Specific treatment for erosive and blistering diseases of the vulva requires selecting appropriately from the following:
- High-potency corticosteroid: topical Clobetasol or Halobetasol 0.05% ointment, twice daily; this can also be used with a vaginal applicator for intravaginal involvement (one gram vaginally at bedtime).
- Some clinicians add the anti-inflammatory effects of an antibiotic such as a tetracycline. (Doxycycline or minocycline 100 mg bid orally).7
- Hydrocortisone compounded as a 100mg suppository or 10% in petrolatum; one suppository or one gram of topical inserted vaginally nightly for 14 days, then 2-3 times weekly
- Dapsone 50 to 150 mg daily orally after negative G-6-PD screen
- Prednisone 50 to 100 mg daily orally, depending on severity is helpful in skin disease, but less helpful for mucosal disease.8
- Steroid sparing doses of cyclophosphamide 1 to 2 mg/kg/day orally
- Azathioprine 2 mg/kg/day orally
- Mycophenolate mofetil 2 g/day orally
- Intralesional triamcinolone 5 mg/mL via a 30-gauge needle into small areas after application of topical EMLA anesthetic cream; repeated every 2 to 4 weeks
- Intravenous immunoglobulin has shown promise in the treatment of this disease. The anti-CD20 antibody rituximab, methotrexate, and TNF-a inhibitors such as etanercept may also provide benefit in some patients.9
References
- Fisher BK, Margesson, LJ. Genital Skin Disorders: Diagnosis and Treatment. Mosby, Inc, 1998. 179-180.
- Bernard, P and Borradori, L. “Pemphigoid Group.” Dermatology, edited by Jean Bolognia, Elsevier Limited, 2018.
- Edwards L and Lynch PJ. Genital Dermatology Atlas and Manual, third edition. Wolters Kluwer, 2018. 176-178.
- Ahmed AR, Hombal SM. Cicatricial Pemphigoid.

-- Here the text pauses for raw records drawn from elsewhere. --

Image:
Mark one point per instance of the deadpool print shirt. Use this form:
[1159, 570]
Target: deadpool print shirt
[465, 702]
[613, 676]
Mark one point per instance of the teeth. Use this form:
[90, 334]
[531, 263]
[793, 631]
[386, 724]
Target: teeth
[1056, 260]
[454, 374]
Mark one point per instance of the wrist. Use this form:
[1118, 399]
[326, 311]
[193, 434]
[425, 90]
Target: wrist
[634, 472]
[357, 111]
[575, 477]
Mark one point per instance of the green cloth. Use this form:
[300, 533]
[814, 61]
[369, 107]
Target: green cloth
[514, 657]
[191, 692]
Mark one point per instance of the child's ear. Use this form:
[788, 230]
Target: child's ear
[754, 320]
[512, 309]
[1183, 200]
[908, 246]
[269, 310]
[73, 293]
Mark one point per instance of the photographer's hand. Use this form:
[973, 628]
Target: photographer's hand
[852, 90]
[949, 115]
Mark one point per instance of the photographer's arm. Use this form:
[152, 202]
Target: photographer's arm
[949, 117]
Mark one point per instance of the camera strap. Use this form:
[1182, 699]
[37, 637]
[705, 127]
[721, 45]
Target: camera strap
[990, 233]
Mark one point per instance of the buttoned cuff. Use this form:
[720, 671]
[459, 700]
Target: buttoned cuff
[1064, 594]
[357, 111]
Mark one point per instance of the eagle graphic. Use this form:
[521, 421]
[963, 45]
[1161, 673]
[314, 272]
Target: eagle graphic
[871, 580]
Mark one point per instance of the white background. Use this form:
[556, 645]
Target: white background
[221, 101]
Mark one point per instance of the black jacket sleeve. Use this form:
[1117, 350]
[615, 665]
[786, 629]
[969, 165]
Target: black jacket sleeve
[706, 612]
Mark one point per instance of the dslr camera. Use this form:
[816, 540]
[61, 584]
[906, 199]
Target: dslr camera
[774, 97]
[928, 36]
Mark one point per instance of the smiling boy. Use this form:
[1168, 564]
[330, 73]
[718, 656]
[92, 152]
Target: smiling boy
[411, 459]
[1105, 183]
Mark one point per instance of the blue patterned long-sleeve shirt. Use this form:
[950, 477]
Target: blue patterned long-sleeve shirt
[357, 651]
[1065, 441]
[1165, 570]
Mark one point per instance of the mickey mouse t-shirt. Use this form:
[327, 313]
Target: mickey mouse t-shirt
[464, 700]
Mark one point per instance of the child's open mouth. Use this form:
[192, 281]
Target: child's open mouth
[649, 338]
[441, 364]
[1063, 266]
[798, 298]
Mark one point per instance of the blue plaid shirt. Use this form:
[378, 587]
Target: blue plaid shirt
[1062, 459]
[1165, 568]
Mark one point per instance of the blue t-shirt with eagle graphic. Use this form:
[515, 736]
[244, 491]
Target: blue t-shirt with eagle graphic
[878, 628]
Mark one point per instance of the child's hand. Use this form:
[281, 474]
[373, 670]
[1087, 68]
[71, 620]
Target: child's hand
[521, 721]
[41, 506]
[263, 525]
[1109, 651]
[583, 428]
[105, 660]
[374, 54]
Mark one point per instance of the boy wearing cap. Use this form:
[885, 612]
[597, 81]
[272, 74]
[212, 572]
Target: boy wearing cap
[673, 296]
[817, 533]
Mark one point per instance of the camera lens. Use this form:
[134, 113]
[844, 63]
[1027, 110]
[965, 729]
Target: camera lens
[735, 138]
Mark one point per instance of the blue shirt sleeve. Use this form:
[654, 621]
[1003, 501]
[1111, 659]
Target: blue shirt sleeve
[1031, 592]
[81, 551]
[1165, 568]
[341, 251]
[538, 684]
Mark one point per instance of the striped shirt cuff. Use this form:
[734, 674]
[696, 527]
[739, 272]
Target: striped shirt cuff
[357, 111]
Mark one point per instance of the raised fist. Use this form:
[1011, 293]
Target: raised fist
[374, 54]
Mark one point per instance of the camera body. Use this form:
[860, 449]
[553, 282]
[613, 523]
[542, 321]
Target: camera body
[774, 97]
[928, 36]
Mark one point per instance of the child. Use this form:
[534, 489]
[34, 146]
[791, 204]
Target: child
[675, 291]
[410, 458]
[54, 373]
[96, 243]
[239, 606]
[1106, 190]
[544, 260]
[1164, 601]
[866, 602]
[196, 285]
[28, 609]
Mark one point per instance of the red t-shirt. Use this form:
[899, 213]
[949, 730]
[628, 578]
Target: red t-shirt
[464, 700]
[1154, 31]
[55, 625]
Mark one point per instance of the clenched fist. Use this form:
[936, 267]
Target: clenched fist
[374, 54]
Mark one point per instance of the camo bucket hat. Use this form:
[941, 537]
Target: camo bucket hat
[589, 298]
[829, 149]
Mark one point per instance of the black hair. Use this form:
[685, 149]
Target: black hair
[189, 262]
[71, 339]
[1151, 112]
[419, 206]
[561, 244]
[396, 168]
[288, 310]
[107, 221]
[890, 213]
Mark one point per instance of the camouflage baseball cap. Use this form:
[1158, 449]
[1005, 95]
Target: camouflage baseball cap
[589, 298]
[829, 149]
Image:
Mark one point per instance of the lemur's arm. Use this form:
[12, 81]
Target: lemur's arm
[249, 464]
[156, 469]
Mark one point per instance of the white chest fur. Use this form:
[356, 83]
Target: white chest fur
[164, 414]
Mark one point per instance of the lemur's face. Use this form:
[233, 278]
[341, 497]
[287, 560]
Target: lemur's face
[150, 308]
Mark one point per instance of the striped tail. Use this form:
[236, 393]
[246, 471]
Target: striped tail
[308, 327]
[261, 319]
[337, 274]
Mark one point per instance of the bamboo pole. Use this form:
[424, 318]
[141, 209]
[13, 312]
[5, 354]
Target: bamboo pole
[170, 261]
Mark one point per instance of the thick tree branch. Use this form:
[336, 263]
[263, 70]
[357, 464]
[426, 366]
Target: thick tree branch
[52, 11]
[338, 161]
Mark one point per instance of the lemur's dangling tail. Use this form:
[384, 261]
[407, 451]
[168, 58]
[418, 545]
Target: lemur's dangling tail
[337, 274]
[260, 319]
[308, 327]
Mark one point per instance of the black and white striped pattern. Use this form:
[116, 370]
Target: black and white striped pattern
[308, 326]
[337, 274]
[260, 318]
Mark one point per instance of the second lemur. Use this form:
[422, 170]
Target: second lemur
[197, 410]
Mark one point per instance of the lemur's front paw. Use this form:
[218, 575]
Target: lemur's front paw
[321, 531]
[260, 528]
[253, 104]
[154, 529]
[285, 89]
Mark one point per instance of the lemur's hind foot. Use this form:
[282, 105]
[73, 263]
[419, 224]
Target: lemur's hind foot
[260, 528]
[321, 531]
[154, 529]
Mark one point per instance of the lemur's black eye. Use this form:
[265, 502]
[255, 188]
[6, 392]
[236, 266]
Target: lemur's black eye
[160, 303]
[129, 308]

SOInt J Dermatol. 1986 Mar;25(2):90-6.
- Bernard, P and Borradori, L. “Pemphigoid Group.” Dermatology, edited by Jean Bolognia, Elsevier Limited, 2018.
- Bernard, P and Borradori, L. “Pemphigoid Group.” Dermatology, edited by Jean Bolognia, Elsevier Limited, 2018.

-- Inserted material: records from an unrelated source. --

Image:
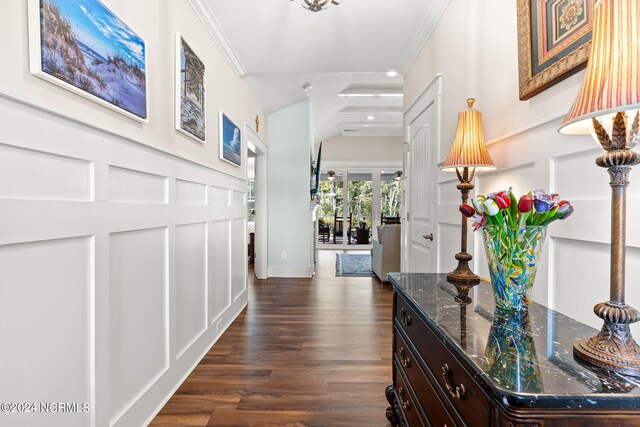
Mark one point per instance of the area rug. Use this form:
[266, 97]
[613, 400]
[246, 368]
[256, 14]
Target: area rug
[353, 265]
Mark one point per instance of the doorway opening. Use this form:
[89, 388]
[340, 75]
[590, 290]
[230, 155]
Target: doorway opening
[354, 201]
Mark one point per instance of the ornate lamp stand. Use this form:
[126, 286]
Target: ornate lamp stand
[611, 88]
[462, 275]
[614, 348]
[468, 155]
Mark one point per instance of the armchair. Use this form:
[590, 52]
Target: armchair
[385, 252]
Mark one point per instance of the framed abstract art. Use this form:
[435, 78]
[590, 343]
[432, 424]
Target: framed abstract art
[554, 37]
[190, 91]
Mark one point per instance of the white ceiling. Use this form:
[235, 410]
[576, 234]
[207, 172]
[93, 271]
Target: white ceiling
[279, 47]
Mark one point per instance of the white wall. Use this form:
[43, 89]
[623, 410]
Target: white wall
[361, 148]
[123, 246]
[289, 164]
[475, 47]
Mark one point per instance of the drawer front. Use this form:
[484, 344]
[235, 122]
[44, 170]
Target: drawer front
[426, 396]
[405, 400]
[455, 385]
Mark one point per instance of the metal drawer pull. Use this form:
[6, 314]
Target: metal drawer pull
[403, 403]
[404, 361]
[456, 392]
[406, 320]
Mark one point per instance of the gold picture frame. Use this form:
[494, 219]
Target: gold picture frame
[554, 39]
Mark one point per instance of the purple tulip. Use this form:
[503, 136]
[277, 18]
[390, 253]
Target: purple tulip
[541, 206]
[566, 212]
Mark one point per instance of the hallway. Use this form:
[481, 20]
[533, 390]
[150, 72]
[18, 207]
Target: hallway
[305, 352]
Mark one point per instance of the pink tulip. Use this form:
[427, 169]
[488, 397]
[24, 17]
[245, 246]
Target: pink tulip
[467, 210]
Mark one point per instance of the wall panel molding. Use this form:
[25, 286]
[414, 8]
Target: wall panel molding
[134, 226]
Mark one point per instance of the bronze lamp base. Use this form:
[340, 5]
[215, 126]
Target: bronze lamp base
[462, 275]
[614, 348]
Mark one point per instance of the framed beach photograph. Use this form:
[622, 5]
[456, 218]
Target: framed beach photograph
[554, 38]
[230, 141]
[190, 92]
[87, 49]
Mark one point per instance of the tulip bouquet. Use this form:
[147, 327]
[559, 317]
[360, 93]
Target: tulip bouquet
[514, 231]
[536, 208]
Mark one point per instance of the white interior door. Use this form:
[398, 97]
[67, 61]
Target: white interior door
[422, 122]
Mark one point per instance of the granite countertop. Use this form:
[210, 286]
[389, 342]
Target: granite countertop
[524, 361]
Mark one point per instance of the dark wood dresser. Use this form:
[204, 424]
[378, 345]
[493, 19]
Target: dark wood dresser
[463, 364]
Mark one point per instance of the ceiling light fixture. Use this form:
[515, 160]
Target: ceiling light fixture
[318, 5]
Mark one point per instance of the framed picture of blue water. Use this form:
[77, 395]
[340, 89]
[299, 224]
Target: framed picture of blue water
[230, 141]
[87, 49]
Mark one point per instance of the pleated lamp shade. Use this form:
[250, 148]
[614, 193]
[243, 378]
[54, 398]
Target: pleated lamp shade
[612, 80]
[469, 148]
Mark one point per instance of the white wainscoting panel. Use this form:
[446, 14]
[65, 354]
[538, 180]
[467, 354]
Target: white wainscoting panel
[117, 269]
[138, 345]
[45, 327]
[190, 193]
[239, 198]
[30, 174]
[191, 284]
[219, 269]
[137, 187]
[219, 196]
[593, 262]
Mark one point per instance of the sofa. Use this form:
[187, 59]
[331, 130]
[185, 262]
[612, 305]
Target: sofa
[385, 252]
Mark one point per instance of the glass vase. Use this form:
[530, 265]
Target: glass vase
[510, 355]
[513, 254]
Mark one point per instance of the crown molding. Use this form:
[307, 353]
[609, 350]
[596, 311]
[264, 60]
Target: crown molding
[422, 34]
[203, 11]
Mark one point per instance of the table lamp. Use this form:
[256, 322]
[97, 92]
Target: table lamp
[468, 156]
[610, 90]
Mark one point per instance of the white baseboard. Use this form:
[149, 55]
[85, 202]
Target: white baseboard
[290, 271]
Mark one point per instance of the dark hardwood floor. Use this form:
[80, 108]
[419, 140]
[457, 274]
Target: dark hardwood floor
[305, 352]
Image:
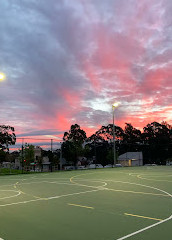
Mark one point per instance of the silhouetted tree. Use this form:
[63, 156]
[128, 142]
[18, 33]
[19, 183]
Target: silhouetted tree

- Edwards L and Lynch PJ. Genital Dermatology Atlas and Manual, third edition. Wolters Kluwer, 2018. 176-178.
- Edwards L and Lynch PJ. Genital Dermatology Atlas and Manual, third edition. Wolters Kluwer, 2018. 176-178.
- Bernard, P and Borradori, L. “Pemphigoid Group.” Dermatology, edited by Jean Bolognia, Elsevier Limited, 2018.